The online source continues:

"The co-opetition model starts out with a

diagramming process called the value net, which is

represented as a diamond shape, with four defined

player designations at the corners: customers, suppliers, competitors and

complementors."


----- In Speranza's diagram, the Square becomes a segment: with utterer and addressee. ("I Kant do with a customer and a supplier, I guess" -- he said on request).


"Complementors are defined as players whose product adds value to yours, the way, for example, that software products gain value because hardware products coexist with them, and vice-versa."

"In comparison, a competitor is defined as someone whose product makes your product less valued, the way, for example, a second brand of toothpaste would make one that had previously been the only one less valued."

"The game of business is then broken down into its PARTS (players, added values, rules, tactics , and scope) as a means of viewing practices and strategies."

"Added value focuses on ways to improve products and services to find ways of making more money from an existing customer base."

---- "When I think about money," Speranza expressed, "I think about my wallet." "The reference here has to be to Marcello Dascal, "Money in Hobbes".

The online source continues:

"Rules specify ways of attracting customers with strategies such as price-matching.
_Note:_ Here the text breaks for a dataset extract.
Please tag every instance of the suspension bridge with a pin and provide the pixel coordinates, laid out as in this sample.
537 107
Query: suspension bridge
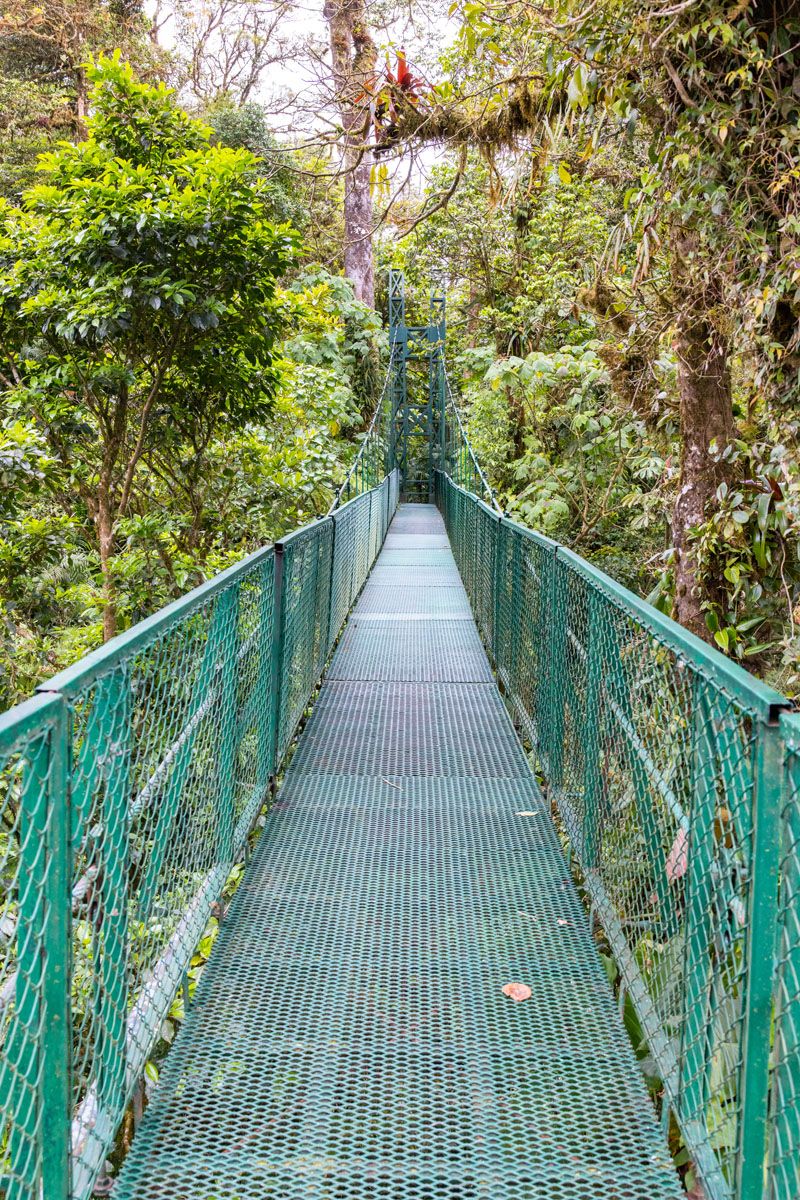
522 919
Tactics are the practices sometimes used to take away a competitor's likely market share, for example, announcing an upcoming (and possibly non-existent) new and improved product when a competitor's product is released."

--- Well, Grice did say he was going to write a book, "The methods of metaphysical methodology, from Genesis to Revelations" -- but he died.

"Scope is the final part, used to take a broader prospective and create links between competitor's games and interests and see how co-opetition can benefit the players."

"Although several people have been credited with inventing the term co-opetition, including Sam Albert, Microsoft's John Lauer, and Ray Noorda, Novell's founder, its principles and practices were fully articulated originally in the 1996 book, Co-opetition, by Harvard and Yale business professors, Adam M. Brandenburger and Barry J. Nalebuff."